Albatros, uçan canlı makinelerin en heybetlisidir... Albatros, kemik, tüy, kas ve rüzgârdır... Albatros gergin yay, rüzgârsa gövdesini mermi gibi fırlatan kiriştir. Albatros art deco bir kuştur -çarpıcı desenli, belirgin hatlı, destansı bir uçuş sergileyen, kayıtsız şartsız sadık olan... Bir albatros, yavrusuna tek bir öğün yiyecek getirebilmek için 15 bin kilometreden fazla uçabilir. Doğadaki en uzun kanatlara (3,5 metreye kadar ulaşabilir) sahip olan albatroslar, kanat çırpmaksızın yüzlerce kilometre boyunca gökyüzünde süzülerek okyanusları aşar, dünyayı dolaşır. 50 yaşına gelmiş bir albatros en azından 6 milyon kilometre uçmuş demektir...
Albatrosları bilen pek yoktur; bilenlerin çoğu da izlenimlerini Samuel Taylor Coleridge'in 1798 yılında yazdığı İhtiyar Denizcinin Ezgisi adlı şiirine dayandırarak, onların kaba saba, can sıkıcı yaratıklar olduğunu düşünür. İşin ironik yanı, Coleridge'in hiç albatros görmemiş olmasıdır. Dahası, çoğu insan da bu şiiri hiç okumamıştır. Şiirde albatros, yelkenlerini cömertçe rüzgârla doldurarak geminin yoluna devam etmesine yardımcı olur. Denizci düşünmeksizin hareket edip albatrosu öldürünce, tayfa dehşete düşer ve onu, kuşun muazzam cesedini boynuna dolayarak taşımakla cezalandırır...
Milyonlarca kilometreyi tertemiz, kendini yenileyen, sıfır salımlı enerjiyle uçabilseydiniz eğer, siz de bir albatros olurdunuz. Aslında sıradan bir uçucu olan albatros, gökyüzünde kusursuz bir planör gibi süzülür. Kanatlarını sustalı bıçak gibi açık pozisyonda kilitlediğinde, içinde bulunduğu planöre sadece pilotluk eder. Çoğu kuş, rüzgârı yenmek için mücadele ederken, albatros onu kendi amaçları için kullanır.

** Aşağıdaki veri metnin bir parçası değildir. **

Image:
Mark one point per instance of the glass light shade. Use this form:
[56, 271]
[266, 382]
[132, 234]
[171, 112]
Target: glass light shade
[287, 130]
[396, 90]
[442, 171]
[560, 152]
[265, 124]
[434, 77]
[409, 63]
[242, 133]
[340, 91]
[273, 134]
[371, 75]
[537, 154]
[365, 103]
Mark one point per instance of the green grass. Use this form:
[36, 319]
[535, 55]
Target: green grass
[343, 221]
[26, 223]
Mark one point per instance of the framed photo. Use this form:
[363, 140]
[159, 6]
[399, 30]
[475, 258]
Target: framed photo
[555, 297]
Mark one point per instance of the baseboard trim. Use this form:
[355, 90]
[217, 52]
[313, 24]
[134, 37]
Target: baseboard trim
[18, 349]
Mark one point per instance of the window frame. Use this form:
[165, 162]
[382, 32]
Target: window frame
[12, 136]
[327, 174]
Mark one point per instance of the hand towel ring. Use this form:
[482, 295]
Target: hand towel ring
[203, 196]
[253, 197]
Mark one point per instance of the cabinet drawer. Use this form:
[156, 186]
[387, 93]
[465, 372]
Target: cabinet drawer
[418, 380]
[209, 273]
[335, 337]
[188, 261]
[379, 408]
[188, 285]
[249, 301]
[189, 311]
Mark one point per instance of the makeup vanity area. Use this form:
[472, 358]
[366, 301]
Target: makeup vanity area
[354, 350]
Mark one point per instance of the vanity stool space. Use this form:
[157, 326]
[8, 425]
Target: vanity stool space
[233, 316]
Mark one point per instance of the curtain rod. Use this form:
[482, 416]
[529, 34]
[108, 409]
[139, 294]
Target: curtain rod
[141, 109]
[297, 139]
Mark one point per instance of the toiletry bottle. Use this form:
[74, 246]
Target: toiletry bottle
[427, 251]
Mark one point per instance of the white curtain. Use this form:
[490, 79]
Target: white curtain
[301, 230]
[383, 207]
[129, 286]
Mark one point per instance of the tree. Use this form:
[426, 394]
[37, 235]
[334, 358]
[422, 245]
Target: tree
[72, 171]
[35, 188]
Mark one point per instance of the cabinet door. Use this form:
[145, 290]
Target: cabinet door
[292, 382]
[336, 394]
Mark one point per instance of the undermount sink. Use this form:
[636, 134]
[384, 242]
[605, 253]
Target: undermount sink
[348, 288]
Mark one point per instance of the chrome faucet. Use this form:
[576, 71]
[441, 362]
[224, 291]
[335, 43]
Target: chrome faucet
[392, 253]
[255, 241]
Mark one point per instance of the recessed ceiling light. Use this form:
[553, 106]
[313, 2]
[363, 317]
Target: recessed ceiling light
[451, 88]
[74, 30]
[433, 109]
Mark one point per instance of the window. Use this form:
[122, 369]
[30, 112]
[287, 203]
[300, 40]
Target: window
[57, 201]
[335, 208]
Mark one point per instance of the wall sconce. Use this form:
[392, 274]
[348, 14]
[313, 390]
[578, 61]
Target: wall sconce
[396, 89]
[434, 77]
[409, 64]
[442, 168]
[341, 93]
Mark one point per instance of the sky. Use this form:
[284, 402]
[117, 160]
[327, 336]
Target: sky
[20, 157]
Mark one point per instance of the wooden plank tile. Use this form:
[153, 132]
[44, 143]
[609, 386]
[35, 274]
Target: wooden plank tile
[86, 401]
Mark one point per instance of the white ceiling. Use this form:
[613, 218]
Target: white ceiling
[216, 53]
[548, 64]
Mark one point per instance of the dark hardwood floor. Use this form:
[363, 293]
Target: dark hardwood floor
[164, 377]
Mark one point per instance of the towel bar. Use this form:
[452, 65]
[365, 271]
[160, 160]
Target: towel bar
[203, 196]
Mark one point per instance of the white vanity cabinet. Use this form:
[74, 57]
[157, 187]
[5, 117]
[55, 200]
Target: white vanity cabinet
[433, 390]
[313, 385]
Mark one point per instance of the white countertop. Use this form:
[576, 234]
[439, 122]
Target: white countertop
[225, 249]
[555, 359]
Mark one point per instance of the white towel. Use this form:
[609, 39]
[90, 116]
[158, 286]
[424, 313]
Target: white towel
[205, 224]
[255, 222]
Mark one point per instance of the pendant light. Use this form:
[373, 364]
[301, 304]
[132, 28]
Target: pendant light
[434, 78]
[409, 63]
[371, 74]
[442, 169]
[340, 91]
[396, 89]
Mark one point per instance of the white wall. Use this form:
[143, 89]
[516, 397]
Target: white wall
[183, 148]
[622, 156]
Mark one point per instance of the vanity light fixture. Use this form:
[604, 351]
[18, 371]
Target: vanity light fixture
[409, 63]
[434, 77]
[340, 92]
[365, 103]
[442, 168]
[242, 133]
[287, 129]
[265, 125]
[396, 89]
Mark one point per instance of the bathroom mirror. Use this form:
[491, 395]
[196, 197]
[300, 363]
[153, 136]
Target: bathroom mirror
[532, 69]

Albatrosu diğerlerinden, örneğin bir martıdan ayırt eden şey, yalnızca vücut yapısı değil, aynı zamanda böylesi mükemmel bir gövdeye yön veren usta beyni ve zihin yapısıdır.
Yazılımı değiştirip albatrosun kafasına bir martı beyni takmanız halinde, bu uçan canlı yelkenli, albatrosun düzenli olarak fethettiği mesafeleri göze almayı hayal dahi edemez.
Martılar kıyıya yakın uçar ve kendilerini iskele kazıklarının kralı ilan eder. Albatroslarsa kahvaltı için okyanusları aşar ve sadece çiftleşmek için kıyıya inmeye tenezzül eder. Kara, üremek için gerekli olan bir külfettir.
Albatrosların nadiren indikleri kara üzerinde yayvan ayaklarıyla, kafalarını bir o yana bir bu yana sallayarak, paytak paytak yürüdüklerini kabul etmek gerekir. Yürümek onlara göre değildir. Ama kanatlarını fora edip yerçekimini biz geride kalanlara bıraktıklarında, işte o zaman sergiledikleri görüntü kelimelerin anlatamayacağı kadar muhteşemdir. Albatrosların tümü -yirmiyi aşkın tür- okyanusun en hiddetli tavırlarına dahi göğüs gerebilir ve aylarca, bazen yıllarca kara görmeden yaşayabilir.